I skip my usual early-morning routine and jump on my bike. It is just an hour up Kilmory Glen and down to Kilmory Bay. Astonishingly, I cross paths with the ginger-bearded “social housing guy” last seen disembarking from the ferry on Monday. He is crushed by a massive backpack, with a bin liner of gear under one arm and a bedding roll under the other. He must have been wild camping for the last five nights. But can only mutter a brief, indecipherable reply to my enquiry about how it has been. He tells me he has a ferry to catch. And bustles onward.





It is one long road to the beach. And I am glad to be doing it on a bike. At the end of the track is a cluster of buildings used for the deer-research program, and some ruins. And then a superlative sandy beach. Across the beach I catch sight of a group of deer.

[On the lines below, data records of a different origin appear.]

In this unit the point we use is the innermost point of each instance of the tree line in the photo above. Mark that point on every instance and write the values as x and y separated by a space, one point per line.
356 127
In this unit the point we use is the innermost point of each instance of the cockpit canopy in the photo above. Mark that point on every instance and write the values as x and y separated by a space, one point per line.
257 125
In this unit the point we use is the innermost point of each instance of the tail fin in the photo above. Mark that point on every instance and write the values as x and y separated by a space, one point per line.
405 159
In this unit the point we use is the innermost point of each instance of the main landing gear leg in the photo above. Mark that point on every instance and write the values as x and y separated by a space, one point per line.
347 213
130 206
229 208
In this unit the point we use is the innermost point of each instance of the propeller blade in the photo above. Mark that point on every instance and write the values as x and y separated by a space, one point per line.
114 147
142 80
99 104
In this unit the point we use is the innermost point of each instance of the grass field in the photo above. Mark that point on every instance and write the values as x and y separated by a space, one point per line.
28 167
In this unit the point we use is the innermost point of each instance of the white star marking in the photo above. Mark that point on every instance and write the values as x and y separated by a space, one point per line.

They take me in but are unperturbed. As I slowly walk towards them, I notice some of them have collar tags. It makes them look strangely unwild.
 








I realise that I am separated from the deer by a stream and it is almost as though they know this. I have to take off my walking boots to cross. A brief moment of agonising, foot-throbbing cold. The other side, I follow a deer track across the squishy sand. On the horizon, their summits in cloud, I look towards the Black Cuillen, on Skye. (And I realise what I have been seeing from Kinloch Bay has in fact been Knoydart, on the mainland, not – as I had thought – the Cuillen.) To the west is the island of Canna.

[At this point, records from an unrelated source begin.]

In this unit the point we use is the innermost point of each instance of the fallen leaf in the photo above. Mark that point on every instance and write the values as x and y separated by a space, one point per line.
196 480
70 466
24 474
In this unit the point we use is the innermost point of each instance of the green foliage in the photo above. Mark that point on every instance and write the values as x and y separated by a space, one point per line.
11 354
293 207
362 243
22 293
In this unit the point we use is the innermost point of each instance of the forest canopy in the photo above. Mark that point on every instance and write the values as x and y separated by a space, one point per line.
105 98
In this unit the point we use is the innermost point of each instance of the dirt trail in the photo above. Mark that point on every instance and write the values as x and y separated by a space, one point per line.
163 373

It is a spellbinding place, and I hope I might get back there again this trip. But I am hungry, and know that rain is on the way, so I reluctantly set off back along the track. This time my encounter with humanity is three yomping lads, again carrying unenviable loads. They are heading to the same bothy as my housemates. So it looks as though they are going to be cosy there tonight, with the rain pitter pattering.




At the bunkhouse, I get into a strange conversation with Simon, whose narrative around his perceived ill treatment is causing him in a lot of suffering. Again, nothing I say, seems to be helpful.

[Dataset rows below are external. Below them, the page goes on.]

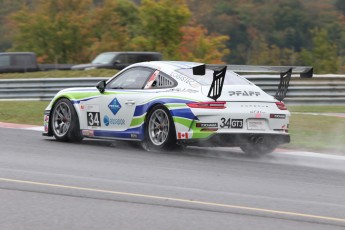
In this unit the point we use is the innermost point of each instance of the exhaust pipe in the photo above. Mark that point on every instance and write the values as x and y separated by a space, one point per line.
257 139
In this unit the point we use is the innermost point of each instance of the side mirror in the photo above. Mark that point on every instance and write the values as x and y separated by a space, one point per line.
101 86
116 62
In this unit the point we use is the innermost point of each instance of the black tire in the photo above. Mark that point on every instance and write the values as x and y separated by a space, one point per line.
258 149
65 122
160 131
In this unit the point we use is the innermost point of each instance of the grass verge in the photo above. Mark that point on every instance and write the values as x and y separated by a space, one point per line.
308 132
61 74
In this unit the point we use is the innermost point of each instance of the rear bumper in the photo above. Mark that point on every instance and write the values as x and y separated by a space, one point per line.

Yesterday we had all placed an order for patisseries from the Mallaig bakery. But it turns out the season has ended. I mitigate my disappointment with a trip to the village shop where I’ve just realised they do coffee. I celebrate the weekend with coffee and chocolate brownie and chat to Stuart, who took over running the place with his partner last summer.





Back at the bunkhouse, I notice my chain is beginning to rust and I am on the way to yet another chain replacement. I do what I can with my bike-cleaning brush and a smidge of oil. And then the rain closes in seriously. I take refuge in the cosiness and privacy of my room.